Journalist raised in Jerusalem says refugees take forgiveness to heart

| Melenie Soucheray | March 30, 2018 | 0 Comments

Presentation part of St. Peter’s 130th anniversary — “Duc in Altum” — in North St. Paul

During the Lenten season especially, Christians around the world contemplate their place in the body of Christ. Parishioners of St. Peter in North St. Paul began on Palm Sunday by focusing on the persecution of Christians in the Middle East, the power of forgiveness, and the preeminence of faith in God and Christ.

Marta Zaknoun

Following Mass March 24, Marta Zaknoun, a 33-year-old Eastern Lebanese Maronite journalist who was born and raised in Jerusalem, presented “Christians in the Middle East: A People, A Face, A Newness in Everyday Rubble.” She showed a video and spoke about the complex, historic, sometimes peaceful relationships among Christians, Muslims and Jews in her homeland, and the painful, disruptive impact of war on the thousands of displaced people in the region.

“Coming from a very hard-core Christian family, I was raised with the notion of forgiveness and hope,” Zaknoun said. “Even though we were refugees, [that] was not the last word of our lives. It didn’t condition our way of relating to the people who supposedly took away our lands.”

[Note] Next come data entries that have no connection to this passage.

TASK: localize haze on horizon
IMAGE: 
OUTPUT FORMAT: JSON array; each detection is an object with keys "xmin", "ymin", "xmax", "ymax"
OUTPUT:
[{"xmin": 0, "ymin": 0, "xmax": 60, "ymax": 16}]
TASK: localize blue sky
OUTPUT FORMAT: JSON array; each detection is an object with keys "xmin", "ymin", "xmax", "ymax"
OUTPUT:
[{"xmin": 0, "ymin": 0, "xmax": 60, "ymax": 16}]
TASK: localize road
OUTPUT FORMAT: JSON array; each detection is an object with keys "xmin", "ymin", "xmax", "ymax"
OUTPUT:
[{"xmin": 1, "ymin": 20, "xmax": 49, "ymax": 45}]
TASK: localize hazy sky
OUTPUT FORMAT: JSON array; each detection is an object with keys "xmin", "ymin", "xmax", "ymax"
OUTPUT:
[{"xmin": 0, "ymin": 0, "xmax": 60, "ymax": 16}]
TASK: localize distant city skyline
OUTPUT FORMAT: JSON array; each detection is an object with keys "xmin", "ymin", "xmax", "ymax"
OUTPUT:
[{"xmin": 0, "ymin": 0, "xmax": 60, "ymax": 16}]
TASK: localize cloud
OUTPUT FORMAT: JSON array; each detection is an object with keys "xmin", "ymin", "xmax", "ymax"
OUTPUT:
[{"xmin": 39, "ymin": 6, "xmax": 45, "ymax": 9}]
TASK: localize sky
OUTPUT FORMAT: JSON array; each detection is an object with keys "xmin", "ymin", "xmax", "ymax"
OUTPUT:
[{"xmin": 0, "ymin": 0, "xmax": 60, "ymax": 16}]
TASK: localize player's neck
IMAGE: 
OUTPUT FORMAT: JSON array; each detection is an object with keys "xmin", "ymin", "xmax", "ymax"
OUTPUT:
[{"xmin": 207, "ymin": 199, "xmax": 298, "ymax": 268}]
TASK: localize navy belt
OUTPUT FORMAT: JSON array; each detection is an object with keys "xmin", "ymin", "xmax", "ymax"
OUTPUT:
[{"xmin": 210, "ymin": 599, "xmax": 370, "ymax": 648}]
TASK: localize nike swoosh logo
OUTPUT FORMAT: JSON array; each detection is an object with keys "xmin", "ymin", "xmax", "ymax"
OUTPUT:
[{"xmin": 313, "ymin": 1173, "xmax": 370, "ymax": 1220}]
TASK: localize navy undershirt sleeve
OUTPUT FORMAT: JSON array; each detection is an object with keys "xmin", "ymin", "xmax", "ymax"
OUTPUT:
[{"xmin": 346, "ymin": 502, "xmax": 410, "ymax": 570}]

Zaknoun now lives in Canada with her husband and three children. She works in her parish and writes for Catholic publications. She and some friends created a video and a set of 21 wall panels for the 2016 New York Encounter, an annual three-day cultural event. The exhibit features stories told by Iraqi and Syrian Christian refugees in Amman, Jordan.

When Islamic State militants swept into the void created by war in their home countries, the extremists told Christians they either had to convert to Islam, pay a high tax or leave.

“It’s my community,” Zaknoun said. “I know that living in the Middle East was never easy for my minority, but I also treasure, very much, the land and the holy sites. The presence of Christians in those places is important to me as a Christian. I felt very moved by the fact that these refugees gave up everything — their jobs, their stability, the future, everything they had — for Christ.”

Zaknoun added, “They left Iraq and Syria because their lives, and the lives of their children, were in danger. They were forced to leave. But, the fact that they cling to their faith, that they don’t fall into despair, and their faith doesn’t weaken, is also something that fascinated me. One of them said to me, ‘We lost everything, but we gained and kept the only thing that matters.’”

The people Zaknoun interviewed for the exhibit said they have taken Christ’s revolutionary example of forgiveness to heart. In turn, Zaknoun exhorted the people of St. Peter not to put the refugees on a pedestal and call them “super Christians.” Instead, she asked attendees to remember the struggles and big questions in their own lives, and to think how they and the refugees are united.

“We should enjoy our lives. We should enjoy our faith,” said Father Ettore Ferrario, St. Peter’s pastor. He told parishioners, “Don’t go out [tonight] with the emotion of pity, but keep this message with you: Am I shaped by physical things or desires, or am I more struck by the mother who discovered, again, her faith in God and his love, because of her physically painful situation?”

That introspection is a theme of St. Peter’s yearlong celebration of 130 years as a Catholic community in North St. Paul. “Duc in Altum” (Into the Deep) includes a series of educational programs, of which Zaknoun’s was one. The series is inspired by Jesus ordering St. Peter to “Put out into deep water and lower your nets for a catch” (Luke 5:4).

Father Pietro Rossotti, the parish’s parochial vicar, is leading the “Duc in Altum” planning process.

“We strongly believe that we are educated in faith to make it part of our culture,” he said. “If Jesus is not part of our culture, if Jesus is not attractive in that part of my life, it’s not enough to praise him on Sunday. If Jesus has a real presence, we will wish that he can enter our life, day in and day out.”

Meri Jo Tepe is a lifelong North St. Paulite, a member of the parish council and part of the “Duc in Altum” committee. Zaknoun’s presentation fulfilled her expectations.

“I can’t imagine the life that [the refugees] are living, being so deep in their faith and forgiving of a group of people who basically said, ‘You’re out.’

“I am dwarfed by that,” she continued. “I am not anywhere near where they are. If I can take one step closer and have one more opportunity to really think through what I believe in and how I can share my faith with others, that’s tremendous — to be merciful.”

Zaknoun concluded that not even the biggest evil can silence refugees’ desire to live a “beautiful, full life, which, to me,” she said, “is possible only because Christ helps them live that way.

“This is the connection that I really see with Holy Week,” she added. “I see people that are not stuck in the tomb. They live the resurrection. They live with pain and with tears, and they suffer, and it’s difficult, but death doesn’t have the last word.”